Then came the newcomers. Under the federal H-2A via program, foreigners are supposed to be a last resort meant to fill seasonal gaps in the American workforce when domestic workers are unavailable. But in Mound Bayou, residents say the last resort has become the first choice. The previous decade relied on a steady stream of Mexican labor, that is until the Trump administration cracked down on immigration.
Between 2024-2025, some 25,000 South Africans have come to work on American farms alone, according to The Clarion-Ledger. Agricultural firms claim a labor shortage justifies the shift, yet for the Black families who have lived and worked the land for centuries, the math doesn’t add up.
Locals condemn the sudden pivot to white South African crews as blatant discrimination and intentional displacement.

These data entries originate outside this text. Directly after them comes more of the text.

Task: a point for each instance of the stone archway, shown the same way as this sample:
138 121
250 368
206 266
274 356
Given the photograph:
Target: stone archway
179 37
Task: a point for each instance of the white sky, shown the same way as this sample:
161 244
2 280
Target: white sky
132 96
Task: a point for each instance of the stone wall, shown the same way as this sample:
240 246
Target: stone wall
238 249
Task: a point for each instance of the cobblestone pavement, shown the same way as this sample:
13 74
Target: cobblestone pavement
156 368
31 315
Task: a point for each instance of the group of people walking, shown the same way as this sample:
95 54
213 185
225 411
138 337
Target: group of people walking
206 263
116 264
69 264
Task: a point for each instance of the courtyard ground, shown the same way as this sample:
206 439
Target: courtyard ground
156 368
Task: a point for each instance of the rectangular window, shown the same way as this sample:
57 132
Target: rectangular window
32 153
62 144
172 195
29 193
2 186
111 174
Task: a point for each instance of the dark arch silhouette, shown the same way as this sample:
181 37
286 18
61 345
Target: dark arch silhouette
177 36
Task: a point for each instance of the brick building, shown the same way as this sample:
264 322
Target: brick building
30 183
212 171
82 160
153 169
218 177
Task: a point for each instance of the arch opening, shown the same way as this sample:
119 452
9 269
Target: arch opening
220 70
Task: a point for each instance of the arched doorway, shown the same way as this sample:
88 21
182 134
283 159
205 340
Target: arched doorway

Some residents allege they have had to train their foreign replacements before being fired.
“I see it around here, I see these guys when I go to Walmart. They are usually wearing short pants and they speak in Afrikaans to each other. It doesn’t make sense to me economically,” Herman Johnson Jr., director of the Mound Bayou Museum of African American Culture and History said, The Clarion-Ledger reported.
He continued: “If you bring people in from another country to work on your farm and you’re paying them more, that means you have more going out from your pocket to them. A lot of things in a racial perspective that white supremacy does doesn’t make economic sense.”
Now, unemployment among Mound Bayou’s residents continues to soar, according to The Clarion-Ledger. While the H-2A program requires employers to prove they cannot find local workers before hiring internationally, critics allege misuse of this system—and they’re taking their complaints to court.
Five Black U.S. farmworkers from Mississippi sued Gregory Carr for allegedly discriminating against them in favor of white foreign workers and costing them thousands of dollars in unpaid wages, the Mississippi Center for Justice (MCJ) announced last May. In the federal lawsuit, they alleged Black farmhands were paid $10 while white South Africans earned more for the same work.
“The intentional underpayment and misclassification of Black farmworkers in favor of white foreign labor not only violates federal law but has become increasingly common in the Mississippi Delta, holding our communities back for generations and perpetuating the historical exploitation faced by Black agricultural workers in our community,” Kimberly Jones Merchant, President and CEO of the Mississippi Center for Justice, said.
The May 2025 lawsuit is the ninth case filed by the Southern Migrant Legal Services (SMLS) and the MCJ challenging alleged discriminatory practices of farmers in Mississippi. The MCJ said previous cases were settled with significant wage recoveries for local workers.
“This case shows how the H-2A program can be manipulated to exclude and underpay Black American workers,” said Marion Delaney of SMLS. “Federal protections are only meaningful if we enforce them– and that’s exactly what our clients are demanding through this lawsuit.”